You know its spring when honey bees start making their rounds in gardens, lawns and flowering trees across West Virginia. Exceptionally warm weather this spring brought out the blossoms early and in abundance. As a result, it may trigger honey bee colonies to swarm.

“Swarming is a term used to describe the process by which a new honey bee colony is formed,” explained West Virginia Department of Agriculture (WVDA) Apiarist Wade Stiltner. “The queen bee leaves the old colony and up to 60 percent of the worker bees leave with her to start a new colony.”

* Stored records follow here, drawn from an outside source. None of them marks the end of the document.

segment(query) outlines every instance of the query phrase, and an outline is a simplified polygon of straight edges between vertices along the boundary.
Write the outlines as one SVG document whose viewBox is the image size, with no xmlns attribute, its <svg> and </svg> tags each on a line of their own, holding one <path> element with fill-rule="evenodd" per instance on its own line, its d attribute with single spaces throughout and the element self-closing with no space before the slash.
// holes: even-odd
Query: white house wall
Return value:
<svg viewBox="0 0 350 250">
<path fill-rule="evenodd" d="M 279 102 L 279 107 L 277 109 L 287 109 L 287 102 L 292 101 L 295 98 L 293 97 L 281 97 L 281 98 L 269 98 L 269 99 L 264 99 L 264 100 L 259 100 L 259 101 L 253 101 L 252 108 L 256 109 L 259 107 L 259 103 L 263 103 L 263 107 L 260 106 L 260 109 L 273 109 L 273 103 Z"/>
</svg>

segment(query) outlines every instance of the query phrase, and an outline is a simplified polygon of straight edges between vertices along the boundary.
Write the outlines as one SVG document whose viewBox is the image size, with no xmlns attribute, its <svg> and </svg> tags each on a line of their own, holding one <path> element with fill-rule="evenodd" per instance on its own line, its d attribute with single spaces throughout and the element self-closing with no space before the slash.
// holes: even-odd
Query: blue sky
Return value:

The swarm appears like a tornado of bees circling around with a loud “buzzing” sound. They form a large mass or cluster of bees in places like trees, bushes or on light poles. Scout bees begin the search for a new home. When they find a suitable nest site, they return to the swarm and take flight again to their new home.

“We understand that seeing a swarm of bees may cause panic, but we are asking you call the department once you spot a swarm on your property,” stressed Commissioner of Agriculture Kent Leonhardt. “Bees are crucial to the growing season and we would rather see them safely relocated versus being eradicated.”

Swarms often cause problems and/or concerns due to their proximity to humans or animals. Anyone who sees or finds a swarm can contact the WVDA. The department has a list of beekeepers called the “Swarm List.” They will retrieve the swarm from the premises and find a new home for the honey bees. This protects and preserves our pollinators so they can continue their important job.